You have done a wise thing - postponing your decision for a while to make sure you are doing the right thing. Leaving and starting a life on your own can seem very exciting (and probably would be) but the reality of not being a family unit anymore can hurt more than you imagined. Use the time wisely! Don't think that he will change - you have no control over that. See if there is anything you can do to change things for the better. I'm not saying you are in the wrong, just that you can only change what you can control and the ripple effect of changing your own behaviour can be great. For example - I used to get so wound up that DH did not help around the house much and it would cause huge rows as he felt that the 2-3 jobs around the house (diy) a year would compensate for me doing everything on a daily basis. I decided to stop getting wound up about it and not complain anymore. Instead I ask him to do stuff (in the same way that I give the children chores) and he happily does it in his own time. Yes it is frustrating that he can't remember to take the rubbish out on a Monday night or that he won't do it the second I ask him, but it gets done eventually with no arguing. I have had to learn to chill out a lot and let things go when it's not done the way I want it, but things have improved a lot as a result.

Sorry - I didn't intend on banging on about me but just wanted to let you know that it's not easy being with someone very different to yourself, but it has some wonderful benefits. I've tried lots of things I would never normally have done, I'm forced into being more social as I can be a bit of a hermit whereas DH is the life and soul of every party (ok not quite!). We have endless discussions around politics or religion as our views differs and it makes for an interesting evening (sometimes ending in a strop ;)). The only thing we truly agree on is how to bring up the children. We have minor differences in terms of the specifics, but that's more to do with DH having a shorter temper and me being a besserwisser when it comes to the kids (oh yes - I am ALWAYS right!).

Take your time - see if you can change how you react to your DH and see if this change in turn affects your DH's behaviour. As I have books for anything going on in my life (plenty of puppy books on order at the moment) I have also read a few on relationships - I can recommend this one:

How One of You Can Bring the Two of You Together: Amazon.co.uk: Susan Page: Books

I haven't read the whole book, but dipped into it trying a few different things out to see if it helped and it has some suggestions.

Take it easy - look after yourself and your family!
 
Alli says all that I wanted to say, but a lot better than I could have said it... a LOT of wisdom here. I also have a relationship that has had ups & downs, and several times come dangerously close to rocks... but I am glad to still be with OH even if he drives me scatty at times.
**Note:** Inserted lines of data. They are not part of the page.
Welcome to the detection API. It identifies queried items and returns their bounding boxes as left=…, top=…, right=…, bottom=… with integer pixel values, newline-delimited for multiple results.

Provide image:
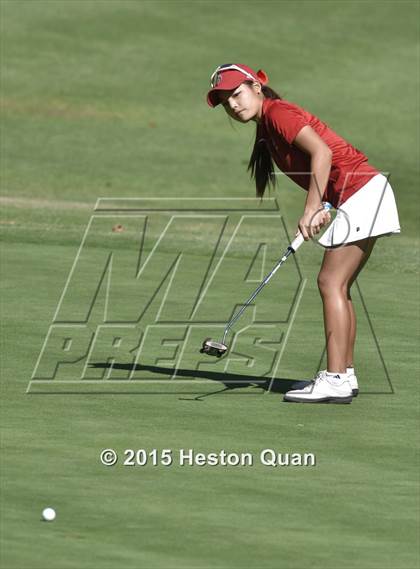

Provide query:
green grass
left=0, top=0, right=419, bottom=569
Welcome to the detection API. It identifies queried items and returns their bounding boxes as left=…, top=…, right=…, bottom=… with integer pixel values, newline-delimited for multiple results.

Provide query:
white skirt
left=318, top=174, right=401, bottom=247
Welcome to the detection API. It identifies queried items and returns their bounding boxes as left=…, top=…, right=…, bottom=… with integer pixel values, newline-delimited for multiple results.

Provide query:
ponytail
left=248, top=81, right=281, bottom=199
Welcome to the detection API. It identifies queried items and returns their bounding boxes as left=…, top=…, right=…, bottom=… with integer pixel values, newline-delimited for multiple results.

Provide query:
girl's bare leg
left=346, top=237, right=376, bottom=367
left=318, top=238, right=376, bottom=373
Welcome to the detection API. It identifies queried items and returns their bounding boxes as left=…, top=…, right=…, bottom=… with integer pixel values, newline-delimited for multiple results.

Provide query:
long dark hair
left=245, top=81, right=281, bottom=198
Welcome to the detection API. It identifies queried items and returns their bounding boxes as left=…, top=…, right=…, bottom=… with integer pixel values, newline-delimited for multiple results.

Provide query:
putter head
left=200, top=338, right=228, bottom=358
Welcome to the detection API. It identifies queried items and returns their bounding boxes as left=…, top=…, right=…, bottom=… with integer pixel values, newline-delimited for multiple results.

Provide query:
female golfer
left=207, top=64, right=400, bottom=403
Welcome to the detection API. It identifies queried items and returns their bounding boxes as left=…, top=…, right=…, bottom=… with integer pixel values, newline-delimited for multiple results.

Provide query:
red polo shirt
left=258, top=99, right=379, bottom=207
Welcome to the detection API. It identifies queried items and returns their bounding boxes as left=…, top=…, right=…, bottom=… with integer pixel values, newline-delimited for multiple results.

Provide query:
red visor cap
left=207, top=63, right=268, bottom=107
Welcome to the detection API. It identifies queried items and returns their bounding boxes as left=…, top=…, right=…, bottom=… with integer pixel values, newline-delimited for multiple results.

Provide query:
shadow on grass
left=89, top=362, right=310, bottom=401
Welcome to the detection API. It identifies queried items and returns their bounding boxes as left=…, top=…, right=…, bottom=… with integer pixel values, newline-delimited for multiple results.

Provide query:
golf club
left=200, top=202, right=332, bottom=358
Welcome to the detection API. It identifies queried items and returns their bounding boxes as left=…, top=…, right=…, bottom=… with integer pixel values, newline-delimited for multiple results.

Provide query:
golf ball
left=42, top=508, right=56, bottom=522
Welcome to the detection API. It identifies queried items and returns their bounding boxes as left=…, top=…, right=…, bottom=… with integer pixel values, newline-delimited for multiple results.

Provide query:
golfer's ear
left=252, top=81, right=261, bottom=93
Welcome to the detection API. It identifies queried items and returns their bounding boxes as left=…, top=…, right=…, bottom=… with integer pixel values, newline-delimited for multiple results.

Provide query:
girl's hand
left=296, top=207, right=331, bottom=241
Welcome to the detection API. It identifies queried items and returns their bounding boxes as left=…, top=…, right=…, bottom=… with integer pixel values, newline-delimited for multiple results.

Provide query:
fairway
left=0, top=0, right=420, bottom=569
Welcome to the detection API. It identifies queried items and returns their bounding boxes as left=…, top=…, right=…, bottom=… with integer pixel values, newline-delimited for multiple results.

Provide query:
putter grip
left=289, top=202, right=332, bottom=253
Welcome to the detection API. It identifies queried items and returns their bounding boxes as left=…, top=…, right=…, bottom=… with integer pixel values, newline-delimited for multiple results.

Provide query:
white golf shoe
left=304, top=367, right=359, bottom=397
left=284, top=371, right=353, bottom=403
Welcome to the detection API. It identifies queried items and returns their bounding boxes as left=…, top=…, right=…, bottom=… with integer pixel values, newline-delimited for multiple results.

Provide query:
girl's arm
left=293, top=126, right=332, bottom=241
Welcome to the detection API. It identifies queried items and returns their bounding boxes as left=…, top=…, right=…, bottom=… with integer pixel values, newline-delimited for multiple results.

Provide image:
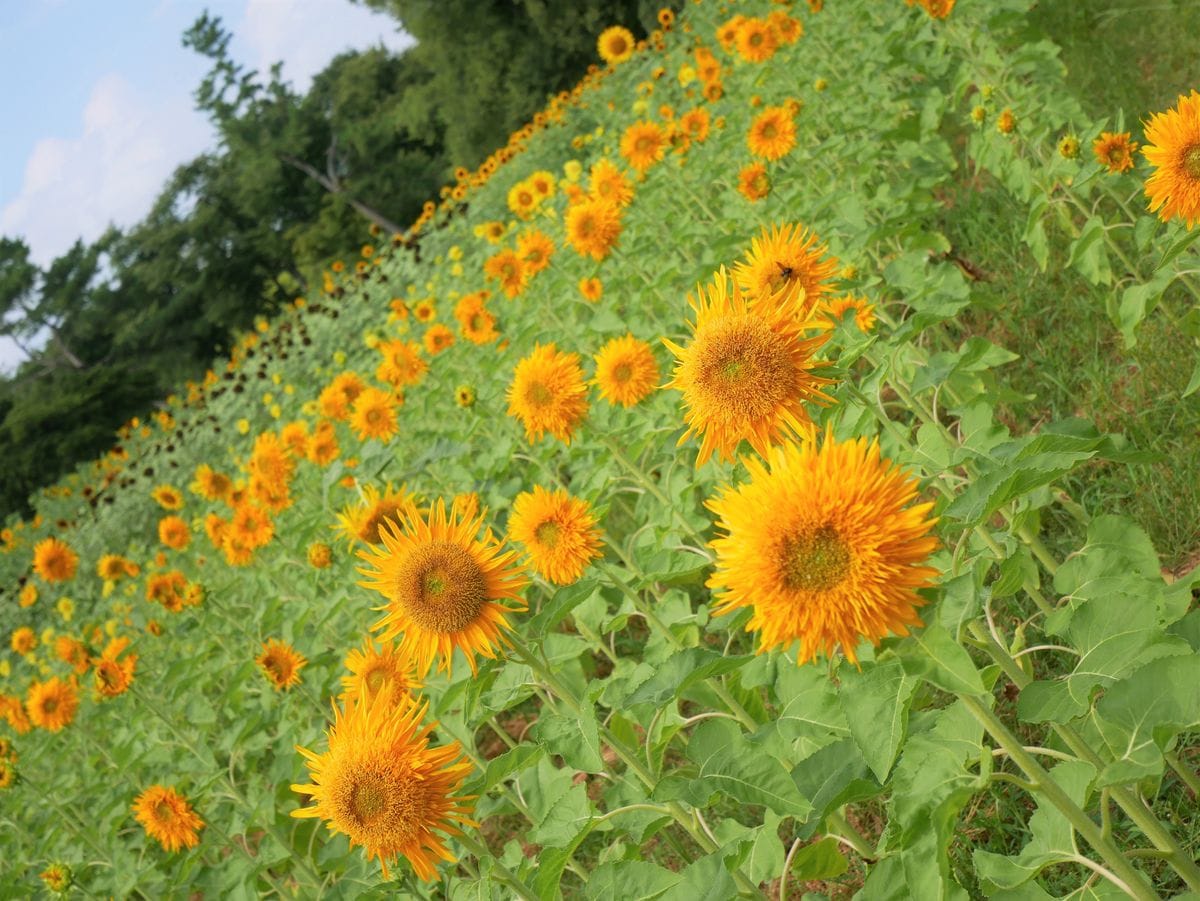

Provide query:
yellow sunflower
left=508, top=343, right=588, bottom=444
left=25, top=675, right=79, bottom=732
left=708, top=433, right=937, bottom=663
left=733, top=223, right=838, bottom=310
left=509, top=485, right=601, bottom=585
left=596, top=25, right=635, bottom=66
left=620, top=121, right=667, bottom=174
left=254, top=638, right=308, bottom=691
left=34, top=537, right=79, bottom=583
left=350, top=388, right=400, bottom=442
left=133, top=785, right=204, bottom=852
left=595, top=335, right=659, bottom=407
left=158, top=516, right=192, bottom=551
left=746, top=107, right=796, bottom=160
left=342, top=638, right=421, bottom=704
left=359, top=499, right=527, bottom=678
left=664, top=269, right=830, bottom=467
left=292, top=693, right=474, bottom=881
left=566, top=197, right=620, bottom=260
left=1141, top=90, right=1200, bottom=232
left=1092, top=132, right=1138, bottom=174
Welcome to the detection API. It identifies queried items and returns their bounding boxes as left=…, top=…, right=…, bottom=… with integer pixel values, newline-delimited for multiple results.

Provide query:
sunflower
left=664, top=269, right=830, bottom=467
left=254, top=638, right=308, bottom=691
left=376, top=341, right=430, bottom=388
left=595, top=335, right=659, bottom=407
left=738, top=163, right=770, bottom=203
left=342, top=638, right=421, bottom=704
left=34, top=537, right=79, bottom=583
left=1092, top=132, right=1138, bottom=173
left=733, top=223, right=838, bottom=310
left=424, top=324, right=454, bottom=356
left=484, top=250, right=529, bottom=298
left=350, top=388, right=398, bottom=442
left=25, top=675, right=79, bottom=732
left=158, top=516, right=192, bottom=551
left=580, top=277, right=604, bottom=304
left=517, top=228, right=554, bottom=275
left=133, top=785, right=204, bottom=852
left=317, top=372, right=366, bottom=420
left=334, top=482, right=413, bottom=545
left=359, top=499, right=527, bottom=678
left=596, top=25, right=635, bottom=66
left=509, top=343, right=588, bottom=444
left=734, top=17, right=779, bottom=62
left=566, top=197, right=620, bottom=260
left=509, top=485, right=601, bottom=585
left=588, top=158, right=634, bottom=208
left=746, top=107, right=796, bottom=160
left=1141, top=90, right=1200, bottom=232
left=620, top=121, right=667, bottom=175
left=10, top=626, right=37, bottom=656
left=708, top=432, right=937, bottom=663
left=150, top=485, right=184, bottom=510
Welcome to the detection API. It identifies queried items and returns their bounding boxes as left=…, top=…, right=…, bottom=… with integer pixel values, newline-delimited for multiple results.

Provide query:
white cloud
left=0, top=73, right=212, bottom=265
left=234, top=0, right=413, bottom=91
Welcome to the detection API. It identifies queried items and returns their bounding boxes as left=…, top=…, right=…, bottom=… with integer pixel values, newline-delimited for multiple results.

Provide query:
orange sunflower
left=1141, top=90, right=1200, bottom=232
left=733, top=223, right=838, bottom=310
left=708, top=432, right=937, bottom=663
left=595, top=334, right=659, bottom=407
left=509, top=485, right=601, bottom=585
left=359, top=499, right=528, bottom=678
left=34, top=537, right=79, bottom=583
left=292, top=692, right=474, bottom=881
left=746, top=107, right=796, bottom=160
left=1092, top=132, right=1138, bottom=174
left=133, top=785, right=204, bottom=852
left=508, top=343, right=588, bottom=444
left=664, top=269, right=830, bottom=467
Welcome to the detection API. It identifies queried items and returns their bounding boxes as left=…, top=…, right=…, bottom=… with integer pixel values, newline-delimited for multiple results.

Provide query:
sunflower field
left=0, top=0, right=1200, bottom=901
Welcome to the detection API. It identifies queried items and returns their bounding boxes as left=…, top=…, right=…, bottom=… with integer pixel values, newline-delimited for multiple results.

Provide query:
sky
left=0, top=0, right=412, bottom=371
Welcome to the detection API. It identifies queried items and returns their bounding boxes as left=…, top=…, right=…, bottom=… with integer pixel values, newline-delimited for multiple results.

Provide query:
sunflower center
left=526, top=382, right=554, bottom=407
left=780, top=523, right=851, bottom=591
left=533, top=519, right=563, bottom=548
left=396, top=541, right=487, bottom=633
left=1183, top=144, right=1200, bottom=181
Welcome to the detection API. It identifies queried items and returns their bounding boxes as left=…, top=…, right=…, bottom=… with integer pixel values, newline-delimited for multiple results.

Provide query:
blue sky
left=0, top=0, right=409, bottom=368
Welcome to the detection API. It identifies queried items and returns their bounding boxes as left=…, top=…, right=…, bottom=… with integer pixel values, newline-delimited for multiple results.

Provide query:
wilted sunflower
left=566, top=197, right=620, bottom=260
left=292, top=693, right=474, bottom=881
left=595, top=335, right=659, bottom=407
left=708, top=433, right=937, bottom=663
left=342, top=638, right=421, bottom=704
left=158, top=516, right=192, bottom=551
left=746, top=107, right=796, bottom=160
left=509, top=485, right=601, bottom=585
left=133, top=785, right=204, bottom=852
left=25, top=675, right=79, bottom=732
left=254, top=638, right=308, bottom=691
left=733, top=223, right=838, bottom=310
left=620, top=121, right=667, bottom=174
left=359, top=499, right=527, bottom=678
left=1092, top=132, right=1138, bottom=173
left=34, top=537, right=79, bottom=583
left=376, top=341, right=430, bottom=388
left=596, top=25, right=635, bottom=66
left=662, top=268, right=830, bottom=467
left=738, top=163, right=770, bottom=203
left=1141, top=90, right=1200, bottom=232
left=350, top=388, right=400, bottom=442
left=508, top=343, right=588, bottom=444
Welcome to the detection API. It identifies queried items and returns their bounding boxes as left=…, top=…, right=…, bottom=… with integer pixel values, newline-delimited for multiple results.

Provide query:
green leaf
left=838, top=657, right=918, bottom=782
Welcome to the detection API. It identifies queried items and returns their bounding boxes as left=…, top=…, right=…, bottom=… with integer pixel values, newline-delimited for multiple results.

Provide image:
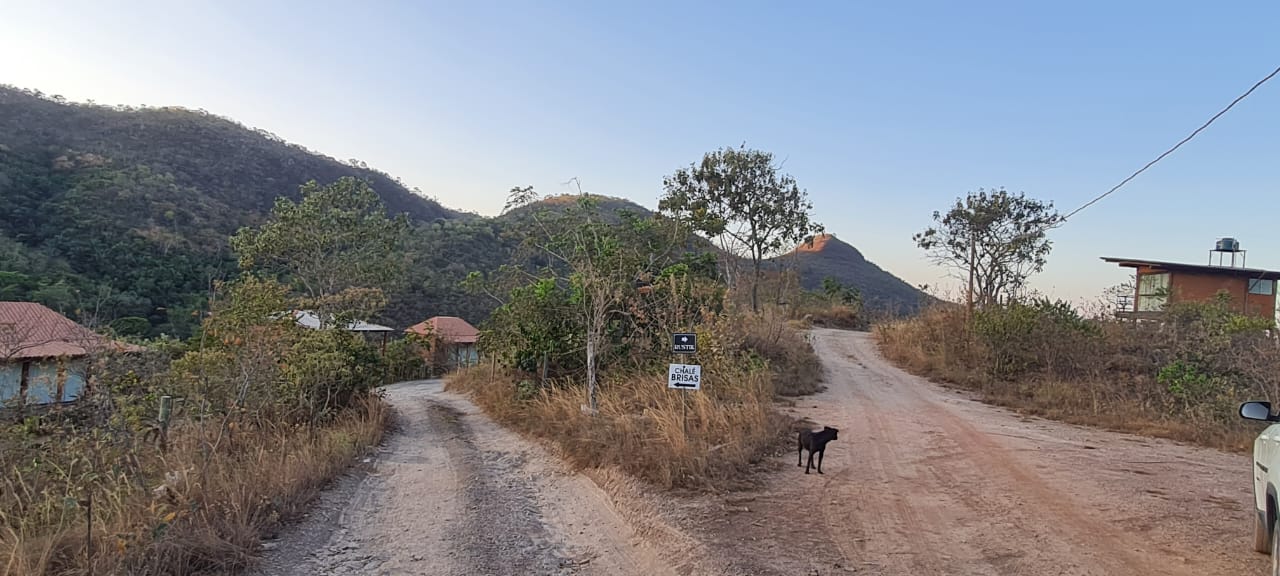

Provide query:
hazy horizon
left=0, top=1, right=1280, bottom=301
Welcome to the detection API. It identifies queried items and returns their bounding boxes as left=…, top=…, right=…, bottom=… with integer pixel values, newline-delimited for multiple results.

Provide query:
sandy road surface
left=247, top=381, right=673, bottom=576
left=701, top=330, right=1266, bottom=576
left=260, top=330, right=1267, bottom=576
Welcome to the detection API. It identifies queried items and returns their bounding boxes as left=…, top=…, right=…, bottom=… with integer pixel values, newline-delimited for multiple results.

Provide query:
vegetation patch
left=876, top=300, right=1280, bottom=452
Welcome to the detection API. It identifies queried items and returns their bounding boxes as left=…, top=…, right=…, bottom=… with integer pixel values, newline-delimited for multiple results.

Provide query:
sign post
left=671, top=333, right=698, bottom=355
left=667, top=332, right=703, bottom=435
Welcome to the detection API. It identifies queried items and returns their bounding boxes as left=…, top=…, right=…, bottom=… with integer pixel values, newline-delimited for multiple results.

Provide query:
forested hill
left=0, top=86, right=458, bottom=333
left=0, top=86, right=918, bottom=335
left=773, top=234, right=932, bottom=315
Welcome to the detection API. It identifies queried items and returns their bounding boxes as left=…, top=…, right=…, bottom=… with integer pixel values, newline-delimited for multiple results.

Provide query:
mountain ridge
left=0, top=86, right=911, bottom=335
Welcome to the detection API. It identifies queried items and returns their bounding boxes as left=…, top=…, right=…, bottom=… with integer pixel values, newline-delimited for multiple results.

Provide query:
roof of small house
left=291, top=310, right=394, bottom=332
left=404, top=316, right=480, bottom=344
left=0, top=302, right=112, bottom=361
left=1102, top=256, right=1280, bottom=280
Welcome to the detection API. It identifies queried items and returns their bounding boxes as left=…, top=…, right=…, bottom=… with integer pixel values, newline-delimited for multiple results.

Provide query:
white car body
left=1240, top=402, right=1280, bottom=576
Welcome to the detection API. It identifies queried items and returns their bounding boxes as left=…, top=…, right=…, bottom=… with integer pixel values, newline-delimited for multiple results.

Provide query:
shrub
left=876, top=300, right=1280, bottom=449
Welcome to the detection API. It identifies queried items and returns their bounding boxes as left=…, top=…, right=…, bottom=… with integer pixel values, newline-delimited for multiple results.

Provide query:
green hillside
left=0, top=86, right=920, bottom=335
left=0, top=86, right=458, bottom=333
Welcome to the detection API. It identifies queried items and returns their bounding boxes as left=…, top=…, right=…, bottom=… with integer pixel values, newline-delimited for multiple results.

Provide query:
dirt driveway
left=247, top=380, right=673, bottom=576
left=254, top=330, right=1267, bottom=576
left=686, top=330, right=1267, bottom=576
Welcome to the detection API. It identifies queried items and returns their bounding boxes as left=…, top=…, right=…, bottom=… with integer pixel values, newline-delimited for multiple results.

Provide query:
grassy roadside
left=0, top=397, right=388, bottom=576
left=874, top=302, right=1280, bottom=452
left=448, top=315, right=822, bottom=490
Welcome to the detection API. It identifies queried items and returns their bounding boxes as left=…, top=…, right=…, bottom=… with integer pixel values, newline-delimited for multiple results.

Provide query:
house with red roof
left=404, top=316, right=480, bottom=367
left=0, top=302, right=120, bottom=407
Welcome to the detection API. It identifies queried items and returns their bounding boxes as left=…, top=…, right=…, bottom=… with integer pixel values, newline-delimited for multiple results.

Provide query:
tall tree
left=913, top=188, right=1062, bottom=311
left=658, top=146, right=823, bottom=310
left=232, top=178, right=408, bottom=320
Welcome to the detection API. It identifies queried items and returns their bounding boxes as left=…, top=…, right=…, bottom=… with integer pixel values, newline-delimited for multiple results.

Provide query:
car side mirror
left=1240, top=402, right=1276, bottom=422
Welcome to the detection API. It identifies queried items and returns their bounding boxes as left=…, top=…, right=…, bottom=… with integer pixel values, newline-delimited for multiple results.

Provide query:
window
left=1138, top=273, right=1169, bottom=312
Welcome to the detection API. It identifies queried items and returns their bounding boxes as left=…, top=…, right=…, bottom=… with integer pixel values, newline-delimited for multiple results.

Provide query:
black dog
left=796, top=426, right=840, bottom=474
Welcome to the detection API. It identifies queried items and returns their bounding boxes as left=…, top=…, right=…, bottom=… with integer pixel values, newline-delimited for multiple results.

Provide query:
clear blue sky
left=0, top=0, right=1280, bottom=300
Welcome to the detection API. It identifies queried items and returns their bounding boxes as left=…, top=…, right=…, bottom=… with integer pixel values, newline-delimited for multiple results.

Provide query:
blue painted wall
left=0, top=362, right=22, bottom=404
left=0, top=358, right=86, bottom=406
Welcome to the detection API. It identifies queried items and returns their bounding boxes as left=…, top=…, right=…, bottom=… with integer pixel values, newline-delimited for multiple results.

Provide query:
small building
left=289, top=310, right=396, bottom=334
left=0, top=302, right=108, bottom=407
left=1102, top=238, right=1280, bottom=319
left=404, top=316, right=480, bottom=367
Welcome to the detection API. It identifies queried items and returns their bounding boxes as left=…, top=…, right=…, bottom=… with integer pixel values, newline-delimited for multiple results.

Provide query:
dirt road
left=254, top=330, right=1266, bottom=576
left=247, top=381, right=673, bottom=576
left=703, top=330, right=1266, bottom=576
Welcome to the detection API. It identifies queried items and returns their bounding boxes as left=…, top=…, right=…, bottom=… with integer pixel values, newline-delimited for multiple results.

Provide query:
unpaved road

I echo what Alli says about not trying to change the things you cannot control, but finding other ways to improve the day-to-day. It seems that some couple-time, a few weekends away with kids with grandparents maybe, could help you connect a bit more.

Having small kids is very stressful, and you do lose yourself to mummy-mode, and it's not a nice feeling... but single mums do not have it easy, trust me... I think you are wise to wait and not act in haste. If you do end things, know that you have tried everything possible to make it all work, and that way you will have no regrets on that score... can you try some couples counselling maybe? The weekends away? Talking, honestly, about what needs to change and why? (Does he KNOW how close to the edge you are here? Knowing how unhappy someone is can make the most traditional soul a little more flexible).

Big hugs Jess, and as Sunshine has said, we are here for you...

xxx
 
Hiya Jess, hope your day has been a good one and i hope you've had some head space. It can be good sometimes to step back and let yourself relax a little about it to give your head a break. I took this advice when my 1st marraige broke up and it saved me from having a nervous break down.

Thinking of you xxx
 
Hi Jess

Just echo-ing what everyone has said, that we are all here for you, whenever you need us.
Hope you have had as peaceful a weekend as you can do, and you have managed to have a little 'me' time, which as I know, isn't easy to do.